Well, it’s not new to its speakers, obviously, but it’s new to the rest of us. Researchers for the the Living Tongues Institute for Endangered Languages were investigating two other little-known languages, Aka and Miji, spoken in a small district of Arunachal Pradesh when they found a language called Koro, part of the Tibeto-Burman language family. You can read a National Geographic story about it (which has an interesting discussion of how “the Koro, who number between 800 and 1,200 people, … live as a subtribe of the 10,000-person Aka tribe”) and watch the embedded video to hear some of the language, and there’s an NPR interview with K. David Harrison, who was one of the researchers. And via the MeFi post about the discovery, I found this story about the discovery of thirty new languages in China. (Thanks for the heads-up, Doc Rock and komfo,amonan!)
Ethnologue reports 9% lexical similarity between Koro Aka and Hruso Aka, which is at least as close as the various Tani languages to each other, a group with which Levai, listed as a dialect of Hruso, also shares noteworthy similarities.
OT: the relevant thread is closed but just saw this
http://www.dailymail.co.uk/news/article-1319056/Dont-gipsies-As-judges-told-use-G-word-gipsy-leader-condemns-ban-confusing.html
I thought I’d mention it here since I’m fairly sure hat is too cultured to read the Daily Mail (one of my guilty pleasures).
from Michael Farris’s link:
Picky is ahead of them there.
Should “white” be capitalized?
I was struck by the levels of irony to be found in this sentence: “Speakers of some 25 languages of the officially recognised Tibetan ethnic group in Sichuan strongly reject any claim that they’re anything but Tibetan, and don’t want distinct languages to be identified as such.”
I’m rather uncomfortable with how this news was released to the media. The discovery of the Koro happened a couple of years ago. The only reason for the press release is to drum up sales for K. David Harrison’s new book The Last Speakers, just published by Nat. Geographic. This discovery isn’t really news. Rather, it’s something that has been known for some time that is only presented as news to make money.

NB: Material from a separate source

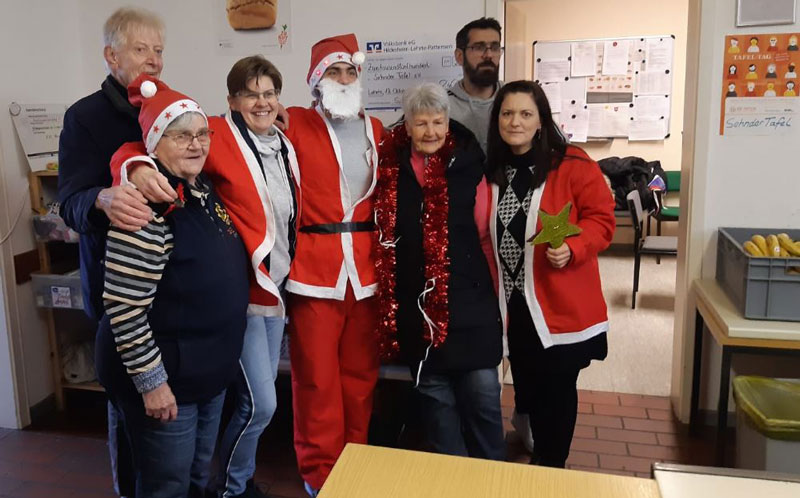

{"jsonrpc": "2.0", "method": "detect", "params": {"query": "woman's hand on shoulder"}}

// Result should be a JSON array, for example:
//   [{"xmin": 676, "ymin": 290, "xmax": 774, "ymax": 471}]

You’re right, that is annoying.
The Koro Aka people were identified in 2005, it was discovered they speak Koro, not Hruso, in 2008, it has since been documented, and the research will now be published in 2010. That’s brisk work.
The bare fact of the discovery is of extremely limited interest without the research, which, whether as The Last Speakers, or in the journal Indian Linguistics is now (or soon to be) available. Hence, news.